One part of the game that is different from the original title is the scope of the game. Now, obviously a cheaply priced downloadable title is not expected to have an extremely large area to explore; however, the vast area of the mall was an important part of the first game that can’t be reproduced in this game and does change the overall experience. Still, the endless hordes of zombies help to recreate the feel of the series that wasn’t present in the Wii title, Chop Till you Drop despite the smaller town area available for exploration. Overall, the small setting may become a little stale after multiple play-throughs (players can view multiple endings so this is expected) but the overall experience of mutilating zombies in unimaginable fashions is retained. There are the occasional bouts of gameplay variation such as a boss battle at the end and the ability to ride a motorcycle but these are merely small divergences that are overshadowed by the ridiculously addictive arcade-style zombie beat down.
The other part of this small nugget of downloadable enjoyment that I really love is the fact that you can carry your character/item development progress over to the main game once it arrives (up to level 5), rewarding players for their experiences with the prequel.

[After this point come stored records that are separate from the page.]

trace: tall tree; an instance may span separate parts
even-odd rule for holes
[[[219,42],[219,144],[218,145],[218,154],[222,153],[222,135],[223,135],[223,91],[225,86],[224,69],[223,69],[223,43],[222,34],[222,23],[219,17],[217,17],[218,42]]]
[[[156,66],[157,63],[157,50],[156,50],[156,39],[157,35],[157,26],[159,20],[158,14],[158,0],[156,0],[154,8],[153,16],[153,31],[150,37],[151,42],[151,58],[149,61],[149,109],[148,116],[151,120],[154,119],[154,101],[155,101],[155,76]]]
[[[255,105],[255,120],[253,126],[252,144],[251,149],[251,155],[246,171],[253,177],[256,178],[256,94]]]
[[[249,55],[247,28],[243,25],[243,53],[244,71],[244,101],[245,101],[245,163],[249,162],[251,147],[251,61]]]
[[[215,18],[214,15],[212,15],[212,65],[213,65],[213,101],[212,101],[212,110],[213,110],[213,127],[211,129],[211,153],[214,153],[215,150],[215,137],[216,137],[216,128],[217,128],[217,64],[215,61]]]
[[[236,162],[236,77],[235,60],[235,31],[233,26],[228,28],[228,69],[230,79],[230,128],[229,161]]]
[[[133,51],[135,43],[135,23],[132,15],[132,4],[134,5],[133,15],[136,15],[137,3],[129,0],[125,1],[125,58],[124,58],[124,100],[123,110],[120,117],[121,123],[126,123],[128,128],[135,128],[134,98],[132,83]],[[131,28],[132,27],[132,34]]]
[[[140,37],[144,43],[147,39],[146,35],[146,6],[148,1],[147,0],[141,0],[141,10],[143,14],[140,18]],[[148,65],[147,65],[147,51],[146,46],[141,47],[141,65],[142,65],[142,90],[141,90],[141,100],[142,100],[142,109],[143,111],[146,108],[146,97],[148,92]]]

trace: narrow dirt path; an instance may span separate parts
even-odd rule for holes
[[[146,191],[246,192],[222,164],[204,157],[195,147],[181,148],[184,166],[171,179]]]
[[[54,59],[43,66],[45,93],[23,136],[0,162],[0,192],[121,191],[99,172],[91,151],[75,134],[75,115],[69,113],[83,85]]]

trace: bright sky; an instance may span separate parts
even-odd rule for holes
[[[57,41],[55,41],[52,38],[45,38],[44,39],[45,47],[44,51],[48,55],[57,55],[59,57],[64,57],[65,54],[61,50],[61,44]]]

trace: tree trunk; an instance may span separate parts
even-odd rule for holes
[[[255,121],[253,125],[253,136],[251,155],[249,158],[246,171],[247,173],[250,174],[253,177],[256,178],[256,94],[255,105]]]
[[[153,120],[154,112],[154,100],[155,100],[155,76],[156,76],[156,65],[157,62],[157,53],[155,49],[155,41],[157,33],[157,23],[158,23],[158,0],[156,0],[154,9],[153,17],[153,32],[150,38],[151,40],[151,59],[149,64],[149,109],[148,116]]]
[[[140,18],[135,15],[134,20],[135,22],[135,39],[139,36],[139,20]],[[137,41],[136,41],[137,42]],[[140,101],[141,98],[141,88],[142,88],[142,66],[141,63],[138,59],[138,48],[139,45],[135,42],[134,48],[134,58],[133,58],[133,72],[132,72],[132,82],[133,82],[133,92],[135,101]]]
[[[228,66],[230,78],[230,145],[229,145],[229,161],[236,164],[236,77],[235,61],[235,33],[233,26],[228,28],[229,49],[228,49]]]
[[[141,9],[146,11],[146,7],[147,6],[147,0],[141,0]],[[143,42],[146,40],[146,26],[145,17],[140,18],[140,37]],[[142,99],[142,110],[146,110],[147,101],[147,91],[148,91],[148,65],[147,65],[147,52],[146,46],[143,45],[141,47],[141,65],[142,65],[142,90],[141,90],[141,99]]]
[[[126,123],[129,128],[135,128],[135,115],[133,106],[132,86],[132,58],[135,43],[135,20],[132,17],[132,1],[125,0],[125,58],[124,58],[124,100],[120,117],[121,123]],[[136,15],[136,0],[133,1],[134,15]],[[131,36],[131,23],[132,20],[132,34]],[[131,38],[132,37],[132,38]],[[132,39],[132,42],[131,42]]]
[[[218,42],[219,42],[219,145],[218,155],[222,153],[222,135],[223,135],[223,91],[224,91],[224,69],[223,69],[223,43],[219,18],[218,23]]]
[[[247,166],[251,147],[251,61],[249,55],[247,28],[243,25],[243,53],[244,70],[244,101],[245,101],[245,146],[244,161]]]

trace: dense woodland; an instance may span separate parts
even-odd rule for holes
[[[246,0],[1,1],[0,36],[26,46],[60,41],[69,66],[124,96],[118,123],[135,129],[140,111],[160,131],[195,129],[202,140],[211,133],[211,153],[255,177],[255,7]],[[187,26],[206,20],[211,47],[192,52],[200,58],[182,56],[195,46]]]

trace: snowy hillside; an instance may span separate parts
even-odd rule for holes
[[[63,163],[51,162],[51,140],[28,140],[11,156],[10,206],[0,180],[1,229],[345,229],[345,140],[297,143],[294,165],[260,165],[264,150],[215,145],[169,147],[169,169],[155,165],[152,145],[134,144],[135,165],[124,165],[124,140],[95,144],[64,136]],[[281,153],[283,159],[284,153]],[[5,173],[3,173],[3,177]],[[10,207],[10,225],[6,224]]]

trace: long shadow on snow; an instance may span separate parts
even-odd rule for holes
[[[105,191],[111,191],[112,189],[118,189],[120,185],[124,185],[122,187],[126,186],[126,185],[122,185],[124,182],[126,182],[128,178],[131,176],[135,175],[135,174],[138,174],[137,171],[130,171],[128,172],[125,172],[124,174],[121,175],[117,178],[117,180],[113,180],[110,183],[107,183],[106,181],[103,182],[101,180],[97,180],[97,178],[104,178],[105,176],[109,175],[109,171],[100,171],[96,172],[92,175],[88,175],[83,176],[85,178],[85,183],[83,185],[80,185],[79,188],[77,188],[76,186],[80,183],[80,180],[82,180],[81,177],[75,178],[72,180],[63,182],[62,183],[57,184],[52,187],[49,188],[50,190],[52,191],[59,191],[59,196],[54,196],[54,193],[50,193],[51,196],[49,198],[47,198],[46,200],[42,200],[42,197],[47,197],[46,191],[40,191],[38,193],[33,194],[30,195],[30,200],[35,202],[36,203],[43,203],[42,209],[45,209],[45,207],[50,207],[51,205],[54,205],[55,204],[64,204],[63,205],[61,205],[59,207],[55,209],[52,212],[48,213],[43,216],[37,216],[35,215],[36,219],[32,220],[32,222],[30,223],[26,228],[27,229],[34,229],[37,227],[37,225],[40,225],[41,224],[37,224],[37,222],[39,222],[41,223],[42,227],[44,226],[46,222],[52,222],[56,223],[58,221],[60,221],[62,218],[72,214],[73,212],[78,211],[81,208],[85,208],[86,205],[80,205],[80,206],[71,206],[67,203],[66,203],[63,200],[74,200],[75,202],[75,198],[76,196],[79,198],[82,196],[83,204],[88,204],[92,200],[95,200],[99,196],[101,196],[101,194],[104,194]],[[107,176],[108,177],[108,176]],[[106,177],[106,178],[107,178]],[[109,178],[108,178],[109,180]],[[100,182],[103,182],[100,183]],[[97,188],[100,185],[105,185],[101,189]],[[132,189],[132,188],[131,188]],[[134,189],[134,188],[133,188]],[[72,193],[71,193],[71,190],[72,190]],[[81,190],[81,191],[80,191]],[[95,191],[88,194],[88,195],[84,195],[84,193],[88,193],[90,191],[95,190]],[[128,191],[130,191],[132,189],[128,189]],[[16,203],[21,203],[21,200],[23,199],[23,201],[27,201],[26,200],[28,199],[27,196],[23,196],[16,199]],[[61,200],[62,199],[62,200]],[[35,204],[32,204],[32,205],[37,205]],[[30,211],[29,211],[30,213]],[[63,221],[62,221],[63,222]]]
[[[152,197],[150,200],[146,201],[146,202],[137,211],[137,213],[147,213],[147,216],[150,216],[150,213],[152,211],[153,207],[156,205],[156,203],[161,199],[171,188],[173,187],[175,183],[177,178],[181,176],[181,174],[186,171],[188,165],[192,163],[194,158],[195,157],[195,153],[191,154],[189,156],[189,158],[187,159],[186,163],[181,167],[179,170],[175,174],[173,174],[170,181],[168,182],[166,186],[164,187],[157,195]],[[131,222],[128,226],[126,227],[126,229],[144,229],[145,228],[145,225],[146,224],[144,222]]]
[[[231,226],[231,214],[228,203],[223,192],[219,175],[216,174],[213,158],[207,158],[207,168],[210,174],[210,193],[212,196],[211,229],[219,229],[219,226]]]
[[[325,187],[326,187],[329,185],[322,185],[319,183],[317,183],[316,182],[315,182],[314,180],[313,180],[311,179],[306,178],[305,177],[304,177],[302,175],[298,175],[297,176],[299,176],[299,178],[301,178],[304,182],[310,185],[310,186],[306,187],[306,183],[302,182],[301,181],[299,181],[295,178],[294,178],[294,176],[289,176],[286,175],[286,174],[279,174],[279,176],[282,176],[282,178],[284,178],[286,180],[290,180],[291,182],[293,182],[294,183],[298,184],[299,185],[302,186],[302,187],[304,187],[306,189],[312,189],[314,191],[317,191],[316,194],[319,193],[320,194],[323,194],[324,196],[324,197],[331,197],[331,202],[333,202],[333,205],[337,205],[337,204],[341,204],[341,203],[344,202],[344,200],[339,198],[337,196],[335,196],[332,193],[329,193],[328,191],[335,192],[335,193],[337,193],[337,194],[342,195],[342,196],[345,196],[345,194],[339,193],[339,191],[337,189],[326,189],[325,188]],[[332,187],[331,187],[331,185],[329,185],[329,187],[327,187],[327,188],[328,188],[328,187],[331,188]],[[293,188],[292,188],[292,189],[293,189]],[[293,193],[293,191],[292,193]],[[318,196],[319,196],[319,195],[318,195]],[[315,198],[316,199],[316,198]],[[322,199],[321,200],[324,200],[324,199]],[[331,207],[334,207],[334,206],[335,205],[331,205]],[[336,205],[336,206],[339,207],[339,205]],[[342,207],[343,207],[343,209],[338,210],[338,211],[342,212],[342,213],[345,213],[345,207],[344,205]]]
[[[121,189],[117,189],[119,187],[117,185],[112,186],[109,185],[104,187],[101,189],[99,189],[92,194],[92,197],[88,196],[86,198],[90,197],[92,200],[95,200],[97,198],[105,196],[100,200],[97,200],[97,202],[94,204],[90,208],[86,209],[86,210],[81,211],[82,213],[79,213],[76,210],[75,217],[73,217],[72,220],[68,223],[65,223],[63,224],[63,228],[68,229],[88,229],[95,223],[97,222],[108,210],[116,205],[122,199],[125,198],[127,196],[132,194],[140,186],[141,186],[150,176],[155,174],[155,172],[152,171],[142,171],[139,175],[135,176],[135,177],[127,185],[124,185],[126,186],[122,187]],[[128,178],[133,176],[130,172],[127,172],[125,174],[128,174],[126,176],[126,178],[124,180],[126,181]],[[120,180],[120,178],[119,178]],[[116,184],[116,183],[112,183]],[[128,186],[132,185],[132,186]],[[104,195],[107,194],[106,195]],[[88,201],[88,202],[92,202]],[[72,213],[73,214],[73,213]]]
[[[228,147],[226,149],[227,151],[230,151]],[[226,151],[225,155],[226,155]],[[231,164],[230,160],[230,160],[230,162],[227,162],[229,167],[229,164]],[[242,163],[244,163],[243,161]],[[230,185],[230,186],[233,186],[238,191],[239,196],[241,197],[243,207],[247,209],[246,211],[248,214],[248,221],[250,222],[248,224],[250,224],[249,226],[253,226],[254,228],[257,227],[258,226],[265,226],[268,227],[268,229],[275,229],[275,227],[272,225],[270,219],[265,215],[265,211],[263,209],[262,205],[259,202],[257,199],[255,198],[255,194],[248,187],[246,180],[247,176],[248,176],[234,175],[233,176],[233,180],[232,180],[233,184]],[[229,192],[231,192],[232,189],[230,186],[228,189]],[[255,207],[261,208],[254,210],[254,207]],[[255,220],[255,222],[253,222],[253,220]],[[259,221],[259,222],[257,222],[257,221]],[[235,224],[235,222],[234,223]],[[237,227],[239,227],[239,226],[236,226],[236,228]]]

People may see this as a cheap way for Capcom to make an extra $5 but with an entirely separate story, this game is far from that. This is probably one of the best valued DLCs on the market for its amount of gameplay at such a small price (you can and will play through the short gameplay experience a few times to see the different endings) and if you haven’t played the original in a while, just killing the zombies for fun is rewarding enough in itself. All in all, I love what Capcom has done with this game and they continue to push the bar as the premiere 3rd party DLC provider.